The Lord of the Rings trilogy (2001-03)

“What happens next?” In books, on TV series and in film, this decade saw the triumphant return of the heroic narrative. Sometimes, as in (Spider-Man and Pirates of the Caribbean, movies had sequels because the box office told them to, but frequently the sagas were organic and complex, obliging viewers to recall story elements from episodes a year or two before. (You can do that in the DVD era.) We mean Harry Potter, Quentin Tarantino’s Kill Bill, maybe Christopher Nolan’s Batman series and, above all, Peter Jackson’s 9 hr.-plus adaptation of J.R.R. Tolkien’s trilogy. The New Zealander spent seven years on the project, chose and directed its perfect cast and orchestrated the luminous effects work, all to create a fantasy epic of tremendous scope, gravity and heart.

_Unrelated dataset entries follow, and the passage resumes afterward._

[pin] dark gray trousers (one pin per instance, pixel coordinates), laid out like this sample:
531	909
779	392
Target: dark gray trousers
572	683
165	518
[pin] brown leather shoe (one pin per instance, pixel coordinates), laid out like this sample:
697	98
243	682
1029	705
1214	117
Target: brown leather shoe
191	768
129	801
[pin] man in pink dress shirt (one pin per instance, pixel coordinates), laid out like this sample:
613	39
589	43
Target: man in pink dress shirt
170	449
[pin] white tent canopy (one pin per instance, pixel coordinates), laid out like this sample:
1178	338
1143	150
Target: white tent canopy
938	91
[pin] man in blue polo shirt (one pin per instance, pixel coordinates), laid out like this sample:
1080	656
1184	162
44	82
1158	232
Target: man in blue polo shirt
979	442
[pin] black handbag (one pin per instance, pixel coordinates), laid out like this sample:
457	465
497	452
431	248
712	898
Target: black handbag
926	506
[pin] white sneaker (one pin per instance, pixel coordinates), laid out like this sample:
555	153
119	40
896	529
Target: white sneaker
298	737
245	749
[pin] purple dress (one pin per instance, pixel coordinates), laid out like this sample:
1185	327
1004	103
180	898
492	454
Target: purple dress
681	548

Props also to Jackson for his WETA digital shop, which helped bring the creatures of Avatar to persuasive life; for mentoring Neill Blomkamp on this year’s District 9; and for choosing Guillermo Del Toro, whose Pan’s Labyrinth found children’s fantasy in a much darker shade, to direct The Hobbit, the two-part prequel to The Lord of the Rings.
Slumdog Millionaire

To mine joy from misery: that’s the gift of many a terrific movie. Its story needn’t truck in sentimental optimism, just a striving for transcendence. And if there’s verve in the telling, you have yourself a winner. That’s the key to this Anglo-Indian melodrama about a boy who grew up with his brother in brutal poverty, and whose adoration for an even unluckier girl lands him as a contestant on the Indian version of Who Wants to Be a Millionaire? Simon Beaufoy’s script tells the three lives in flashbacks that illuminate India’s dynamic and troubled history over the past 15 years. As gaudy wealth and abasing poverty coexist in Mumbai, so Danny Boyle’s zippy movie catches the contradictions of slum drama, love story, social document and Bollywood musical in its firm embrace. Audiences in Europe and U.S. — and the Motion Picture Academy — gave it a big hug too.